TMS assessments of intra‐ and inter‐cortical excitability

During testing, participants were seated with arms in a resting position and neutral joint angles. Surface electromyography (EMG) electrodes were placed in a belly‐tendon montage to measure TMS‐motor evoked potentials (MEPs) of the FDI muscles during all TMS assessments. Additionally, a 30 mm plate ground electrode was affixed over the dorsum of the hand. The skin under each electrode was prepared using sandpaper and alcohol wipes to ensure optimal contact between the skin and the electrodes. EMG data were sampled using a 16‐channel bipolar system (BrainAmp ExG amplifier; Brain Products GmbH) at a rate of 5000 Hz, across a range of ±16.384 mV, and band‐pass filtered at 10–1000 Hz.

To identify the cortical motor representation of the FDI, stereotactic neuronavigation (Brainsight®; Rogue Research) was used to register surface head landmarks to an MNI template image. The hand representation in the posterior bank of the precentral gyrus (M1) was identified manually and used as the starting point for motor hotspot identification for the target FDI muscle. Monophasic TMS pulses (Magstim 2002; MagStim) were delivered in the posterior–anterior direction using a 70 mm figure‐of‐eight coil. Once an MEP was elicited at a given stimulation intensity, the coil was systematically moved to determine the scalp location resulting in the largest MEP at that intensity. Then, the resting motor threshold (RMT) was determined for the M1 hotspot in each hemisphere using the ML‐PEST method (Awiszus, 2003). Guided real‐time stereotactic navigation was used throughout the sessions to ensure consistent TMS targeting of the FDI representation in M1. TMS was used to evaluate CSE, IHI, and intracortical inhibition in M1 bilaterally both before and after 6 h of immobilization (Figure 1). The target hemisphere for all participants was the right M1 corresponding to the left, non‐dominant arm that was immobilized in the Immobilization group. The non‐target hemisphere was left M1; corresponding to the right, dominant arm that was not immobilized in either group.

CSE was measured by the average peak‐to‐peak amplitude of the MEP in response to 20 unpaired TMS pulses at 120% of RMT (SP120). Paired pulse (PP) paradigms involved a conditioning stimulus followed by a test stimulus at a given interstimulus interval (see Table 1 for stimulation parameters for each assessment). Conditioning and test pulses were either applied to the FDI representation of the same hemisphere (intrahemispheric) or FDI representations in opposite hemispheres (interhemispheric). The average peak‐to‐peak amplitude of the conditioned MEP response across 20 trials was divided by the average MEP response during the SP120 condition (PP/SP120) to measure the degree of inhibition caused by the conditioning pulse.
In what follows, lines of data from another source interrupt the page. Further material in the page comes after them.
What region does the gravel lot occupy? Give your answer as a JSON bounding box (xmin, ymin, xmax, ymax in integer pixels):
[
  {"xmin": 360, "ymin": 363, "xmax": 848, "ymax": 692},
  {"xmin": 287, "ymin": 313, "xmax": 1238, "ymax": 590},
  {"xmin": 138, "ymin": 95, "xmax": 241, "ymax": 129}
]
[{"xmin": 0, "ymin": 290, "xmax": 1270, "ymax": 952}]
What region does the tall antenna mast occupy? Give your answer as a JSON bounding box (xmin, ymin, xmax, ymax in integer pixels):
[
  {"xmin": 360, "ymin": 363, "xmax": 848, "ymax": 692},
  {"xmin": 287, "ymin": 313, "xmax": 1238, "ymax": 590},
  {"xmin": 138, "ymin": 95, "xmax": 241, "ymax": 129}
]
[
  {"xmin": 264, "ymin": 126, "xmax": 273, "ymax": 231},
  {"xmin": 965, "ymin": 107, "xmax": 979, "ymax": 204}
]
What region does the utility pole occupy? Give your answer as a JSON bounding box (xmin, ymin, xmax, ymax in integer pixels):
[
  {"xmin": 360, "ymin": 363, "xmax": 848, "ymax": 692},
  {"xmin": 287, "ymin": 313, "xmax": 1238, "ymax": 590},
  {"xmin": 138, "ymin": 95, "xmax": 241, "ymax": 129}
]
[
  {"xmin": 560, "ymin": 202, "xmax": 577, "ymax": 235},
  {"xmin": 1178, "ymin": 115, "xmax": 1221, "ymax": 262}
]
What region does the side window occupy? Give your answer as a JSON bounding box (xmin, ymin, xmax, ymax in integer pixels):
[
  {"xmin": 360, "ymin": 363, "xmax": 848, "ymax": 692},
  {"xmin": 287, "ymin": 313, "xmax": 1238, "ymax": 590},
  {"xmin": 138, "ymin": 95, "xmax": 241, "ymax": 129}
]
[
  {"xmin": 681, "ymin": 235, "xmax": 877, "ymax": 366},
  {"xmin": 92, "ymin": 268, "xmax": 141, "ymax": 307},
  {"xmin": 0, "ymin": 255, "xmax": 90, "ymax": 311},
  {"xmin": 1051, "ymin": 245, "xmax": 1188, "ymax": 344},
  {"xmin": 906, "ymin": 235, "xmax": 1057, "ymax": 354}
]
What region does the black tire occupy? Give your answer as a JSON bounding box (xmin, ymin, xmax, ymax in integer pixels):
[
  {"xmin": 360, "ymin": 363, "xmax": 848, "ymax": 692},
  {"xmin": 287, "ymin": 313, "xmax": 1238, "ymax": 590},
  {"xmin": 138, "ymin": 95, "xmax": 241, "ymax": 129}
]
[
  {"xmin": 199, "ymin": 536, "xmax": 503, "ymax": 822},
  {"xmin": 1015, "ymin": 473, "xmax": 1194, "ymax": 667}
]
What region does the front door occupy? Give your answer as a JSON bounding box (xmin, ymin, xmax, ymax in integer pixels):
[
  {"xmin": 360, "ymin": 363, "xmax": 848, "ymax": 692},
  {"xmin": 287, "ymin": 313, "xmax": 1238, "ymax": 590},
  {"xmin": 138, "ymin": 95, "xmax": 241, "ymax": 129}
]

RMT was reevaluated after the immobilization period, and stimulation intensities for all measures were adjusted accordingly. TMS assessments, summarized in Table 1, were performed in both the target and non‐target hemispheres in a randomized order (Figure 1). Twenty TMS pulses were delivered for each assessment to demonstrate within‐ and between‐session reliability of each measure (Goldsworthy et al., 2016).

TABLE 1

Summary of TMS‐based outcome measures to evaluate immobilization effects on cortical excitability

TMS condition	Neural process(es) measured	Paired/unpaired	Conditioning pulse intensity	Test pulse intensity	Interstimulus interval (ISI)
Resting motor threshold (RMT)	Neuronal membrane excitability (34)	N/A	N/A	N/A	N/A
Corticospinal excitability (CSE)	Corticospinal excitability (35)	Unpaired	N/A	120% RMT	N/A
Short‐interval intracortical inhibition (SICI)	Synaptic GABAA (34)	Paired‐intrahemispheric	80% RMT	120% RMT	2 ms
Long‐interval intracortical inhibition (LICI)	Synaptic GABAB (34, 36)	Paired‐intrahemispheric	120% RMT	120% RMT	60 ms
Short interhemispheric inhibition (s‐IHI)	Interhemispheric activation of GABAA (37)	Paired‐interhemispheric	120% RMT	120% RMT	10 ms
Long interhemispheric inhibition (l‐IHI)	Interhemispheric activation of GABAB (38)	Paired‐interhemispheric	120% RMT	120% RMT	50 ms

Arm immobilization

After completion of the morning testing session, 23 (4 male) out of the 43 included participants were randomly assigned to undergo arm immobilization. These individuals were instructed to wear a finger control mitt on the left (non‐dominant) hand that secured positioning of the fingers in a padded mitt to restrict finger movement and sensory input. In addition to the hand mitt, the arm was placed in a sling to reduce movement of the wrist, elbow, and shoulder joints. Participants were instructed to move their left arm as little as possible during the immobilization period but to use the non‐immobilized arm as they would normally. The other 20 (9 male) participants were randomly assigned to be in the No Immobilization control group. These individuals did not wear a mitt or a sling and were told to use their arms normally throughout the day. Activity monitors (wGT3x‐BT; ActiGraph) were worn on both wrists by all participants to measure bilateral arm movements between sessions and determine compliance with the immobilization procedure.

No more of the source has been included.